Spesso, in particolare nelle tassazioni in base a bilancio, a cui sono tenute le società per azioni e le srl si sono verificate situazioni paradossali. Il contribuente esibisce una dichiarazione tributaria basata sul suo bilancio. Il fisco gli dice: poiché lo studio di settore dà un risultato più alto, la tua dichiarazione non vale, prevale lo studio di settore, salvo che tu dimostri il contrario, ma non puoi farlo riferendoti al bilancio, deve addurre altri elementi. Ora che cosa può dimostrare il contribuente, in aggiunta a esibire i libri contabili, i registri Iva e tutti gli altri documenti, su cui si basa il suo bilancio? E come si fa a dire che il riferimento al bilancio non vale, se per il diritto commerciale i suoi dati sono veri?
Ma allora gli studi di settore vanno buttati a mare? No. Essi servono ancora. E il loro impiego può essere più efficiente ed equo. Infatti essi saranno impiegati dal fisco per stabilire dove indirizzare i controlli. Le dichiarazioni tributarie difformi dagli studi di settore potranno essere oggetto di attenzione particolare. Ma ciò non sempre. Infatti può darsi che un contribuente di un Paese sperduto abbia dichiarato un imponibile inferiore allo studio di settore. Il fisco può evitare di controllarlo, dato che lo studio di settore dà dati medi e sarà arduo dimostrare che la media vale in quel paesello. Poi ci sono contribuenti che hanno evaso l’Iva. È logico che possano essere controllati anche se le loro dichiarazioni collimano con lo studio di settore.
Sin qui la scelta dei contribuenti da verificare. Poi il fisco svolge l'accertamento ed esamina la dichiarazione del contribuente, controlla il suo magazzino, per riscontrare se i dati dichiarati collimano, controlla le fatture Iva per vedere se ci sono fatture fasulle di acquisto, analizza le spese per vedere se ci sono detrazioni non documentate o non pertinenti, contraddizioni e così via. Se non può procedere a rettifiche particolari, dichiara inattendibile la dichiarazione analitica e applica l'accertamento con lo studio di settore, uno strumento oggettivo, ancorché medio, non una stima induttiva a fantasia, suscettibile di tira e molla e di strizzate d'occhio.
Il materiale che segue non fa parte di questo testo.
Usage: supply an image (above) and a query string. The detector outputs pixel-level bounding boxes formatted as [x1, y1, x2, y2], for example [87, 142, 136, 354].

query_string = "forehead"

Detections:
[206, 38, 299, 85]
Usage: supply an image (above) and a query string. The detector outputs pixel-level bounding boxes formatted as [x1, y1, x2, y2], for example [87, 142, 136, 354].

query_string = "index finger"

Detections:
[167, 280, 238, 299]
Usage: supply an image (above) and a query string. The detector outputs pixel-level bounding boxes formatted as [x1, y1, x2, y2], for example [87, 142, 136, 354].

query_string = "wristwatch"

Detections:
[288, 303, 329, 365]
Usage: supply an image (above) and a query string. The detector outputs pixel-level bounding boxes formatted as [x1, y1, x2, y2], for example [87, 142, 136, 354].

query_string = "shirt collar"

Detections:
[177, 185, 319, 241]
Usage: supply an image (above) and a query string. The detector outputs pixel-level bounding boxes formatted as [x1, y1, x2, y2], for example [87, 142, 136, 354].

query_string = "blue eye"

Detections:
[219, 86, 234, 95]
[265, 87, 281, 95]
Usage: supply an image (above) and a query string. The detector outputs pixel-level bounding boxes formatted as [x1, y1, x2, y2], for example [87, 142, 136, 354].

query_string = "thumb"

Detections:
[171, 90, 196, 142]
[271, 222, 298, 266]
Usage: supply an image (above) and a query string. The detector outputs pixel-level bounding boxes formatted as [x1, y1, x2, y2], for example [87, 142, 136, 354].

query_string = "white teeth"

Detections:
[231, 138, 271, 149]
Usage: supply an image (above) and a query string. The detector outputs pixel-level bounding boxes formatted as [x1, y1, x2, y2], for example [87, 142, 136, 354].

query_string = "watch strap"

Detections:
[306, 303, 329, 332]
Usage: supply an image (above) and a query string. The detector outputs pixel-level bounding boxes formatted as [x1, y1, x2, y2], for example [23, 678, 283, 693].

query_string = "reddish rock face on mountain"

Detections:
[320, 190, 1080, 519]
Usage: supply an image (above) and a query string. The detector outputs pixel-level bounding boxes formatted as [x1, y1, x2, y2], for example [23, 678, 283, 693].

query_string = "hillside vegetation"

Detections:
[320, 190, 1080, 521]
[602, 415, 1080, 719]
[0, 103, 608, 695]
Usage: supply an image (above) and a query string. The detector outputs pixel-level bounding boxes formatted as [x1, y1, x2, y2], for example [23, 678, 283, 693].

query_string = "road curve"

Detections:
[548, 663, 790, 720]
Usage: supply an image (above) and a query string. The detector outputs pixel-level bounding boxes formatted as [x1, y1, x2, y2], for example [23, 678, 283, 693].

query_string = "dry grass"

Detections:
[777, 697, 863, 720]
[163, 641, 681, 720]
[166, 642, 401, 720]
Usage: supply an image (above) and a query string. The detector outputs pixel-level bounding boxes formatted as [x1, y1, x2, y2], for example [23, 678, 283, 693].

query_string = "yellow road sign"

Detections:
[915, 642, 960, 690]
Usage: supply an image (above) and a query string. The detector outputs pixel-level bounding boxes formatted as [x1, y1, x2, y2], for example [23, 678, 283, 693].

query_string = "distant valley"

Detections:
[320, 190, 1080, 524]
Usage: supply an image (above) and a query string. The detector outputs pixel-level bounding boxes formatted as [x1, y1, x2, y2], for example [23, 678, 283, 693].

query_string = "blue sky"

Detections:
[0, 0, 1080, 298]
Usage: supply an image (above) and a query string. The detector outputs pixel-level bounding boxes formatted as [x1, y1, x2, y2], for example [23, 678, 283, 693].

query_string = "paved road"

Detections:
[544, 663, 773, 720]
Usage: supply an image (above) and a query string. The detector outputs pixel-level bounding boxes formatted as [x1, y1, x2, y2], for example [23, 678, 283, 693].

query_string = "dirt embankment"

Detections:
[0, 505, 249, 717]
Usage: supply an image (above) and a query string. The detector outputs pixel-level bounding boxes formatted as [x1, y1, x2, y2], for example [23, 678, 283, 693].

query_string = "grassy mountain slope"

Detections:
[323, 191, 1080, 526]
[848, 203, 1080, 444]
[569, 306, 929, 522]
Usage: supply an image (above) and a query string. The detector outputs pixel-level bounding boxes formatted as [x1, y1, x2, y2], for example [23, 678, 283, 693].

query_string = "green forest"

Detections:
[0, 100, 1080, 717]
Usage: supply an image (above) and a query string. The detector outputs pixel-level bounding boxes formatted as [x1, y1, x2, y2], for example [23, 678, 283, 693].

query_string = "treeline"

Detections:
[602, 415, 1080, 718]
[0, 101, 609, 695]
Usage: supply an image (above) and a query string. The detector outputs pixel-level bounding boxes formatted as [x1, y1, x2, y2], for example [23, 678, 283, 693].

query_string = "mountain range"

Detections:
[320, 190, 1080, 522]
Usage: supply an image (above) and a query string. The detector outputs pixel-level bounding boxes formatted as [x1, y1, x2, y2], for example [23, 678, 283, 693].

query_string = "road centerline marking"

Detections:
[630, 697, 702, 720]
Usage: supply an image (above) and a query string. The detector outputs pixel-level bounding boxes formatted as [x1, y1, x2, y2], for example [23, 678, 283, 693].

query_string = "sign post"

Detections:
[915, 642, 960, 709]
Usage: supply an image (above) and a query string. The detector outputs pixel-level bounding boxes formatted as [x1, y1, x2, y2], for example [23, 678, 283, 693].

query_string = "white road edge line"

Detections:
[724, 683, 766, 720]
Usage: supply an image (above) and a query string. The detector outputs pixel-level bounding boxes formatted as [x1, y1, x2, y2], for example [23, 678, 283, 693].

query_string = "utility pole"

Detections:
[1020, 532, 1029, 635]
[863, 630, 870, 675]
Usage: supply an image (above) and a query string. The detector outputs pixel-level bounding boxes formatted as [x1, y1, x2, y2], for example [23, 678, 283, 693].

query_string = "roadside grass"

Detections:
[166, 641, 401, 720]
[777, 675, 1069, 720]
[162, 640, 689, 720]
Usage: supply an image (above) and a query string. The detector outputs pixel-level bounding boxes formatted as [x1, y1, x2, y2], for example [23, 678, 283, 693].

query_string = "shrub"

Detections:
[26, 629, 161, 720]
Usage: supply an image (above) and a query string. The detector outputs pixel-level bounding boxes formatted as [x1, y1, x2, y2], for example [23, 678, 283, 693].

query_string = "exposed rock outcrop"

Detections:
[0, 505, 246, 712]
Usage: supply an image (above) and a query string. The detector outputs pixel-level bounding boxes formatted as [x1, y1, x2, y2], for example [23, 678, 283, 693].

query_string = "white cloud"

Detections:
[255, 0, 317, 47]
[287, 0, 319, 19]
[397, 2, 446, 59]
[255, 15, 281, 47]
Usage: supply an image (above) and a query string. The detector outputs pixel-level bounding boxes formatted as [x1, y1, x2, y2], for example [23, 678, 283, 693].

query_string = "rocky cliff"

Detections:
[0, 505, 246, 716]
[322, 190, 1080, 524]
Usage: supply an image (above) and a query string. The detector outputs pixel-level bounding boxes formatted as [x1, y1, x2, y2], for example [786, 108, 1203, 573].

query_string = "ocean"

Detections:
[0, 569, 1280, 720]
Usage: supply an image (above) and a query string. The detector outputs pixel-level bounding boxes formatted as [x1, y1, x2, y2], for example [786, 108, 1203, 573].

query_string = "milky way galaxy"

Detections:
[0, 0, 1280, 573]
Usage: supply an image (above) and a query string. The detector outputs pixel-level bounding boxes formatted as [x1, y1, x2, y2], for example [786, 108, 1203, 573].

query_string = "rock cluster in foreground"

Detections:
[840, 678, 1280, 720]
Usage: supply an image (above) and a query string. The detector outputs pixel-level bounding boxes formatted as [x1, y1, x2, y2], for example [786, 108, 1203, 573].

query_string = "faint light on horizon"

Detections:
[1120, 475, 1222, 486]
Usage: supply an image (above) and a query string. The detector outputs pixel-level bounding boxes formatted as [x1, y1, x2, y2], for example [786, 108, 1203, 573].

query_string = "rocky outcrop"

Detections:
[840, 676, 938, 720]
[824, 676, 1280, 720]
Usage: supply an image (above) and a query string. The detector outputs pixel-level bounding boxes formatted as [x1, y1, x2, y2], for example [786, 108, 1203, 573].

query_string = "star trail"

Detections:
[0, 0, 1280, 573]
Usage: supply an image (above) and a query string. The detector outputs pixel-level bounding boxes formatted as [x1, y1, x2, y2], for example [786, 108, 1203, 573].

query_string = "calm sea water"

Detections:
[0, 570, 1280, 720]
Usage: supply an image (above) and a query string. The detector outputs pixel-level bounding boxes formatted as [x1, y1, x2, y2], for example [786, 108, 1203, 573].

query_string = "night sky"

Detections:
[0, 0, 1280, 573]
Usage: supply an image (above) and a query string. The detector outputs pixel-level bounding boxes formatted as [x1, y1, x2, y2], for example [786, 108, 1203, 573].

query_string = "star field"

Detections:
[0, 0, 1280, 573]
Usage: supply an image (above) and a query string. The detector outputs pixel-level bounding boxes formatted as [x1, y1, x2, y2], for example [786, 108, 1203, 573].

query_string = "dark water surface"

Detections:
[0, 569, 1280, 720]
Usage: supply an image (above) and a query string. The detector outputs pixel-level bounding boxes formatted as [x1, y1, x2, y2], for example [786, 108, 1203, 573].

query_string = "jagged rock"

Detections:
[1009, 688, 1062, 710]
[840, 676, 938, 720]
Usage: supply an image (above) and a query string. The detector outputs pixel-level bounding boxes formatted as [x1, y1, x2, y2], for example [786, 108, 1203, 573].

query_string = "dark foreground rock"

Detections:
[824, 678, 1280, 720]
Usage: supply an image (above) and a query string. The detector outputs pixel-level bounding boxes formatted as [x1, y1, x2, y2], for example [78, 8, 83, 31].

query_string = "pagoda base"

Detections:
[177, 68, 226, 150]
L’applicazione automatica degli studi di settore ha spinto all'evasione dall’Iva, in quanto conveniva sottovalutare gli acquisti, per evitare di incappare in volumi di attività e quindi di ricavi calcolati dallo studio di settore con una percentuale di maggiorazione rispetto ai costi. Ora i registri Iva e in genere la contabilità diventano fiscalmente più importanti, a difesa del contribuente corretto. Ma rimane la questione delle aliquote troppo alte, in particolare per il gravame Irap.